La luz de la fe: la tradición de la Iglesia ha indicado con esta expresión el gran don traído por Jesucristo, que en el Evangelio de san Juan se presenta con estas palabras: « Yo he venido al mundo como luz, y así, el que cree en mí no quedará en tinieblas » (Jn 12,46). También san Pablo se expresa en los mismos términos: « Pues el Dios que dijo: “Brille la luz del seno de las tinieblas”, ha brillado en nuestros corazones » (2 Co 4,6)” (PAPA FRANCISCO, Enc. Lumen fidei, n. 1).
Así comienza la carta encíclica papal del año de la fe. Y nos sugiere que la fe cristiana, por la que respondemos a la Revelación divina, es una gran luz que ilumina nuestro caminar. Con demasiada frecuencia se habla de la oscuridad de la fe, cuando en realidad este asentimiento a Dios es sobre todo luz. Es oscuridad sólo en el sentido de que nuestro conocimiento de las realidades divinas es limitado frente a la inconmensurable riqueza de éstas. Es verdad que falta la evidencia sensible (la fe es creer lo que no vemos), pero tenemos la seguridad y la garantía de responder a Dios, que si se engaña ni quiere engañar.
Nosotros tenemos la luz de nuestra razón, que nos permite conocer la verdad, pero que no es la única luz. Quien busca la verdad debe buscarle en toda su amplitud y riqueza, y no cerrarse al riquísimo aporte que la Sabiduría divina ha querido hacer al hombre. Esa cerrazón sería muy poco razonable. “Poco a poco, sin embargo, se ha visto que la luz de la razón autónoma no logra iluminar suficientemente el futuro; al final, éste queda en la oscuridad, y deja al hombre con el miedo a lo desconocido. De este modo, el hombre ha renunciado a la búsqueda de una luz grande, de una verdad grande, y se ha contentado con pequeñas luces que alumbran el instante fugaz, pero que son incapaces de abrir el camino. Cuando falta la luz, todo se vuelve confuso, es imposible distinguir el bien del mal, la senda que lleva a la meta de aquella otra que nos hace dar vueltas y vueltas, sin una dirección fija” (Idem, n. 3).
Una peculiaridad de la luz de la fe es que ilumina todo el conjunto de la vida humana, tiene un carácter totalizante. No es una claridad para sólo un aspecto puntual, sino que señala la orientación y el sentido de toda la peripecia vital. La fe nos aclara de dónde venimos y hacia dónde vamos. “La fe, que recibimos de Dios como don sobrenatural, se presenta como luz en el sendero, que orienta nuestro camino en el tiempo. Por una parte, procede del pasado; es la luz de una memoria fundante, la memoria de la vida de Jesús, donde su amor se ha manifestado totalmente fiable, capaz de vencer a la muerte.

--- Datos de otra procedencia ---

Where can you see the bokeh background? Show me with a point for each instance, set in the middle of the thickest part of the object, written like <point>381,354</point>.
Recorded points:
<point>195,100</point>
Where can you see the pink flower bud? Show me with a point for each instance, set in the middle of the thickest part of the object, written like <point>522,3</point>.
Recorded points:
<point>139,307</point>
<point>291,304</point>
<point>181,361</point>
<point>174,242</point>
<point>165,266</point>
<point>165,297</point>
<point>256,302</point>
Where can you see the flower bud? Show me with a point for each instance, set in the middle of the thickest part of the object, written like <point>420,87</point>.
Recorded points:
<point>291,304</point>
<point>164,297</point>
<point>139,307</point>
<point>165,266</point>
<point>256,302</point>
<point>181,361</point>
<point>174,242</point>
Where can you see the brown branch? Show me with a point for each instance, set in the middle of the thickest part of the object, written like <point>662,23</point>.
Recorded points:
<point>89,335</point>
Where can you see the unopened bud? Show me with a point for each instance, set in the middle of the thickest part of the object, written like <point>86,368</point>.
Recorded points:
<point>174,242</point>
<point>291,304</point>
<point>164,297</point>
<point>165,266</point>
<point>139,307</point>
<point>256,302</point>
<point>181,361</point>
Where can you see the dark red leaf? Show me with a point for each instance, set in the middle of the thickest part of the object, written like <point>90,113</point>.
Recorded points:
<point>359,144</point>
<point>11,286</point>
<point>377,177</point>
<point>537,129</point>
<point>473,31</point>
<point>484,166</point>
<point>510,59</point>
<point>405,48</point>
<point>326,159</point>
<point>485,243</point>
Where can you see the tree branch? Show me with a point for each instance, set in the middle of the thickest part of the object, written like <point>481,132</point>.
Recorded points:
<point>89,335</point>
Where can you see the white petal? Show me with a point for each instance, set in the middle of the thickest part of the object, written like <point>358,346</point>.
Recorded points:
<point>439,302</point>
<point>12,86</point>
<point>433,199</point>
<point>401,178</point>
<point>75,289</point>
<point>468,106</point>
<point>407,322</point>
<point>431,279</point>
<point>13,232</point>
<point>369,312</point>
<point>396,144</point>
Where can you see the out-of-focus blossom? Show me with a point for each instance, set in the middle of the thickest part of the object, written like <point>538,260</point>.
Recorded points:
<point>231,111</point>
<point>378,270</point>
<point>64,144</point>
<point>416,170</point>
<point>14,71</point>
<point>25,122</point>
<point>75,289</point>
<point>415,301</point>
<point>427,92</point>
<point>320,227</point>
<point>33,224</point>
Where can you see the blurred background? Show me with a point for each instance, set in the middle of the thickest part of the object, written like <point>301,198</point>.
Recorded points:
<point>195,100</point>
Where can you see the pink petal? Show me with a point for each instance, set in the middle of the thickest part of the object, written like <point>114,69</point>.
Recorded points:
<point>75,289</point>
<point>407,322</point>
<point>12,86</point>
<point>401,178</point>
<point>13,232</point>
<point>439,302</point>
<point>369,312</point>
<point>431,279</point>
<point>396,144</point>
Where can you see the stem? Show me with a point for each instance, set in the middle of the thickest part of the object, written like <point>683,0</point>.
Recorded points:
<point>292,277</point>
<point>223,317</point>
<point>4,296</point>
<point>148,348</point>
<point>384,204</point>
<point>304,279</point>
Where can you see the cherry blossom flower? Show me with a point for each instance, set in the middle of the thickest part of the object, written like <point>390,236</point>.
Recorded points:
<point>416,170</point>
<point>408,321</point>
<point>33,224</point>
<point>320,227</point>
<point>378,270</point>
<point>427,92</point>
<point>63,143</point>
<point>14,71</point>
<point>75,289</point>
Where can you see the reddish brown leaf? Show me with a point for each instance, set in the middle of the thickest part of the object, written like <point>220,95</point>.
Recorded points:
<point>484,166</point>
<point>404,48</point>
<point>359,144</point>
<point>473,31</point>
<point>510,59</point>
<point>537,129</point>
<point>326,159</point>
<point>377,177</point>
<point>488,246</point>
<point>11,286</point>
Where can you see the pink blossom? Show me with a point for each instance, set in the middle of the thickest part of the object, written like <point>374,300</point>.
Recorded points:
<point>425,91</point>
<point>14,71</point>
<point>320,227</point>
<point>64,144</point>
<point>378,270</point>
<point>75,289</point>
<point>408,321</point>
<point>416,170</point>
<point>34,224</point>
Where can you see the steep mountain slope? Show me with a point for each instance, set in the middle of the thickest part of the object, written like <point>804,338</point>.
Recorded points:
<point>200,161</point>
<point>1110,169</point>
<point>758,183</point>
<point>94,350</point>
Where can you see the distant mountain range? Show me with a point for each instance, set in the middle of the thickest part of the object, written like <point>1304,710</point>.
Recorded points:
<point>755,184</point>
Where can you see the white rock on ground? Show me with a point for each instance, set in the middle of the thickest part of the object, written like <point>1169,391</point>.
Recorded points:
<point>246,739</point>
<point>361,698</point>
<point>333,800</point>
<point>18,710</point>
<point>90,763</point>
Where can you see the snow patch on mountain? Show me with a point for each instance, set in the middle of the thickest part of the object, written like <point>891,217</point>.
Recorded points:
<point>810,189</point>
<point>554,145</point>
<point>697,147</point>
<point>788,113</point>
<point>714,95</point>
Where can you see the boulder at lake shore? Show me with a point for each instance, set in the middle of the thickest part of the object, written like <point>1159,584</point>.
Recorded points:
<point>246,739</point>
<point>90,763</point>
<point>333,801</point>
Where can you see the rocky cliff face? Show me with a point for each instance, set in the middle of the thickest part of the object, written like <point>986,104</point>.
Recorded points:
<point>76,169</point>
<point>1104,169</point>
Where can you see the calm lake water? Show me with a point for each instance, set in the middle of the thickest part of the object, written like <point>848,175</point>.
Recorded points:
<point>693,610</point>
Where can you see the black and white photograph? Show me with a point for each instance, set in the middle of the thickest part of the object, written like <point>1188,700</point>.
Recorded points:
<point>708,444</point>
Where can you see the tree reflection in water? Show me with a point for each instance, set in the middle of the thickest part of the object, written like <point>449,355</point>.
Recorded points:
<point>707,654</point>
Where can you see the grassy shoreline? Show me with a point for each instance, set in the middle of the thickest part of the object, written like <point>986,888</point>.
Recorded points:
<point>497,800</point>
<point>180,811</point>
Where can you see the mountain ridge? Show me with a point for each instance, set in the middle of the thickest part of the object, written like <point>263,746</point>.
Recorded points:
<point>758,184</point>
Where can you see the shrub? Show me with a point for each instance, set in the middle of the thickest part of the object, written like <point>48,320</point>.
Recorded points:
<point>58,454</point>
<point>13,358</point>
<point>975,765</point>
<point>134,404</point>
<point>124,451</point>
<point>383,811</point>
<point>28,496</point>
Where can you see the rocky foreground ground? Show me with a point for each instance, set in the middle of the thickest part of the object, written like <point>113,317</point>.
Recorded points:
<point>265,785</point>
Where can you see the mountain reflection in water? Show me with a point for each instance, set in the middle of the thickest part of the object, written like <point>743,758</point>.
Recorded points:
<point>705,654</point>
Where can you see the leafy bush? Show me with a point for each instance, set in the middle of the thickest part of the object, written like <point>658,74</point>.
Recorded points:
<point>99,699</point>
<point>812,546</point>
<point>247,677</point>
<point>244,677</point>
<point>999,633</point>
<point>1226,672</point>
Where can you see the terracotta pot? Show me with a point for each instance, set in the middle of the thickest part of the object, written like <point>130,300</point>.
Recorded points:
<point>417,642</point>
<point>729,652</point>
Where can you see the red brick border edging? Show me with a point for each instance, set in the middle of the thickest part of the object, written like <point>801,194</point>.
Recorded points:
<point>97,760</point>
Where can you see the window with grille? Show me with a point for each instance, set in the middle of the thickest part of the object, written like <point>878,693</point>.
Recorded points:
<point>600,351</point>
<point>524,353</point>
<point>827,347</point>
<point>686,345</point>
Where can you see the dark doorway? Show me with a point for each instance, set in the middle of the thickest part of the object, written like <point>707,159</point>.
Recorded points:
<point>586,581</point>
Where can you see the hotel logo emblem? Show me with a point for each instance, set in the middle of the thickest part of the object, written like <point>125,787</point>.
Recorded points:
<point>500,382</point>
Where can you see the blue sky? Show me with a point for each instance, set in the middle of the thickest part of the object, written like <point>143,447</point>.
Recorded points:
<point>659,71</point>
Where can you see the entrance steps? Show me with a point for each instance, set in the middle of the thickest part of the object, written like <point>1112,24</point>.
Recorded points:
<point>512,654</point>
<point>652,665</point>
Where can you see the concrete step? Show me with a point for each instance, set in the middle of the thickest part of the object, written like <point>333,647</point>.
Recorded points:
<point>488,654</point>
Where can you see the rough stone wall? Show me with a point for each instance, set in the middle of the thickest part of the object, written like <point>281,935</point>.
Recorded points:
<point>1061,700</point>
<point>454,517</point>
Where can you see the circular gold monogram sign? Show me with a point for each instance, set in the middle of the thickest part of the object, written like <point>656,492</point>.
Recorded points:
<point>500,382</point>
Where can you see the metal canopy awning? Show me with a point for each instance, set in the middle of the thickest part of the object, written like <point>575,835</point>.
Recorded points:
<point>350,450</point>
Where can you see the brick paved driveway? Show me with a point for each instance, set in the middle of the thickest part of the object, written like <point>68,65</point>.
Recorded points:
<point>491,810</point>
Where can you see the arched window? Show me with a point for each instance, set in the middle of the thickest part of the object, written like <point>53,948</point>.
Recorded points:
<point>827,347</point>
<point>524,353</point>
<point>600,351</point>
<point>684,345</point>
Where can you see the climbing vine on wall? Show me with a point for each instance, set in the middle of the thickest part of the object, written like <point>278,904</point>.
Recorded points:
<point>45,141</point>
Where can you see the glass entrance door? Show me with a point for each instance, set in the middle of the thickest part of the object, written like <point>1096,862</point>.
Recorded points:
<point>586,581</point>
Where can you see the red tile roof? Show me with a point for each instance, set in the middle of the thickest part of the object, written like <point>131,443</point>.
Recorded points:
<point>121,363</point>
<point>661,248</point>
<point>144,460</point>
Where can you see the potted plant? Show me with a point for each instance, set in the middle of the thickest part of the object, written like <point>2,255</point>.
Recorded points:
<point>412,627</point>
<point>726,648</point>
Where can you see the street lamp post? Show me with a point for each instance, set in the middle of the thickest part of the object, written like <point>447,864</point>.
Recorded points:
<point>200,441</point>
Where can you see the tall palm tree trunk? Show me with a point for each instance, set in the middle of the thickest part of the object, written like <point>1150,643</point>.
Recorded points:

Pero, al mismo tiempo, como Jesús ha resucitado y nos atrae más allá de la muerte, la fe es luz que viene del futuro, que nos desvela vastos horizontes, y nos lleva más allá de nuestro « yo » aislado, hacia la más amplia comunión” (Idem, n. 4).
No son suficientes las luces humanas para encaminar la vida. “Por tanto, es urgente recuperar el carácter luminoso propio de la fe, pues cuando su llama se apaga, todas las otras luces acaban languideciendo” (Idem). Esto es particularmente claro en la época en que vivimos. “Porque una luz tan potente no puede provenir de nosotros mismos; ha de venir de una fuente más primordial, tiene que venir, en definitiva, de Dios. La fe nace del encuentro con el Dios vivo, que nos llama y nos revela su amor, un amor que nos precede y en el que nos podemos apoyar para estar seguros y construir la vida” (Idem).